Let's convert to Hail's optimized storage format, a VDS, and re-run the command:
# ../hail/build/install/hail/bin/hail importvcf -f profile225.vcf.bgz write -o profile225.vds
hail: info: running: importvcf -f profile225.vcf.bgz
[Stage 0:========================================================>(64 + 1) / 65]hail: info: Coerced sorted dataset
hail: info: running: write -o profile225.vds
[Stage 1:> (0 + 4) / 65]
[Stage 1:========================================================>(64 + 1) / 65]
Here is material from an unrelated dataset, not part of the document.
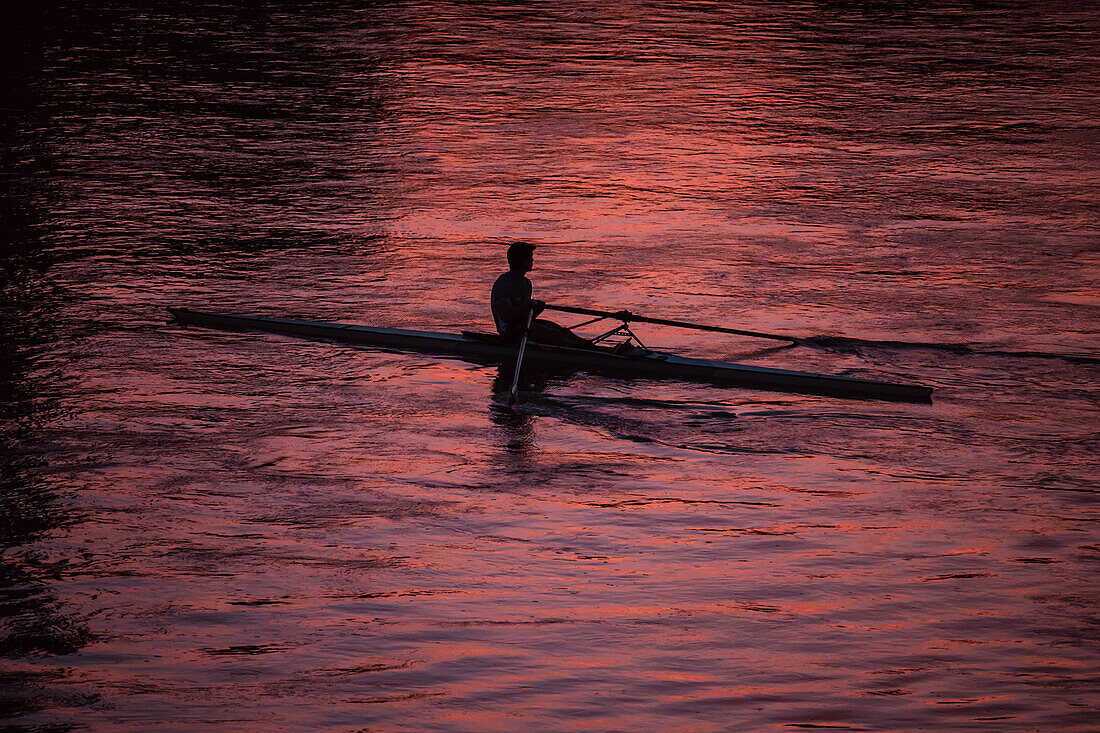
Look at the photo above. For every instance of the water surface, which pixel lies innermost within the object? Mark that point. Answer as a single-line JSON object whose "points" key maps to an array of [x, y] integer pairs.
{"points": [[245, 532]]}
# ../hail/build/install/hail/bin/hail read -i profile225.vds \
annotatesamples expr -c \
'sa.nCalled = gs.filter(g => g.isCalled).count(),
sa.nHom = gs.filter(g => g.isHomRef || g.isHomVar).count(),
sa.nHet = gs.filter(g => g.isHet).count()' \
annotatesamples expr -c \
'sa.pHom = sa.nHom / sa.nCalled,
sa.pHet = sa.nHet / sa.nCalled' \
exportsamples -c 'sample = s, sa.*' -o sampleInfo.tsv
hail: info: running: read -i profile225.vds
[Stage 1:> (0 + 0) / 4]SLF4J: Failed to load class "org.slf4j.impl.StaticLoggerBinder".
SLF4J: Defaulting to no-operation (NOP) logger implementation
SLF4J: See http://www.slf4j.org/codes.html#StaticLoggerBinder for further details.
[Stage 1:============================================> (3 + 1) / 4]hail: info: running: annotatesamples expr -c 'sa.nCalled = gs.filter(g => g.isCalled).count(),
sa.nHom = gs.filter(g => g.isHomRef || g.isHomVar).count(),
sa.nHet = gs.filter(g => g.isHet).count()'
[Stage 2:========================================================>(64 + 1) / 65]hail: info: running: annotatesamples expr -c 'sa.pHom = sa.nHom / sa.nCalled,
sa.pHet = sa.nHet / sa.nCalled'
hail: info: running: exportsamples -c 'sample = s, sa.*' -o sampleInfo.tsv
hail: info: timing:
read: 2.969s
annotatesamples expr: 1m20.4s
annotatesamples expr: 21.868ms
exportsamples: 151.829ms
total: 1m23.5s
About five times faster! With regard to larger scale, running the same command on the Google cloud on a VDS representing the full VCF the 1000 Genomes Project (2535 whole genomes, about 315GB compressed) took 3m42s using 328 worker cores.
Hail also has a sampleqc
command which computes most of what you want (and
more!):
../hail/build/install/hail/bin/hail read -i profile225.vds \
sampleqc \
annotatesamples expr -c \
'sa.myqc.pHomRef = (sa.qc.nHomRef + sa.qc.nHomVar) / sa.qc.nCalled,
sa.myqc.pHet= sa.qc.nHet / sa.qc.nCalled' \
exportsamples -c 'sample = s, sa.myqc.*, nHom = sa.qc.nHomRef + sa.qc.nHomVar, nHet = sa.qc.nHet, nCalled = sa.qc.nCalled' -o sampleInfo.tsv
hail: info: running: read -i profile225.vds
[Stage 0:> (0 + 0) / 4]SLF4J: Failed to load class "org.slf4j.impl.StaticLoggerBinder".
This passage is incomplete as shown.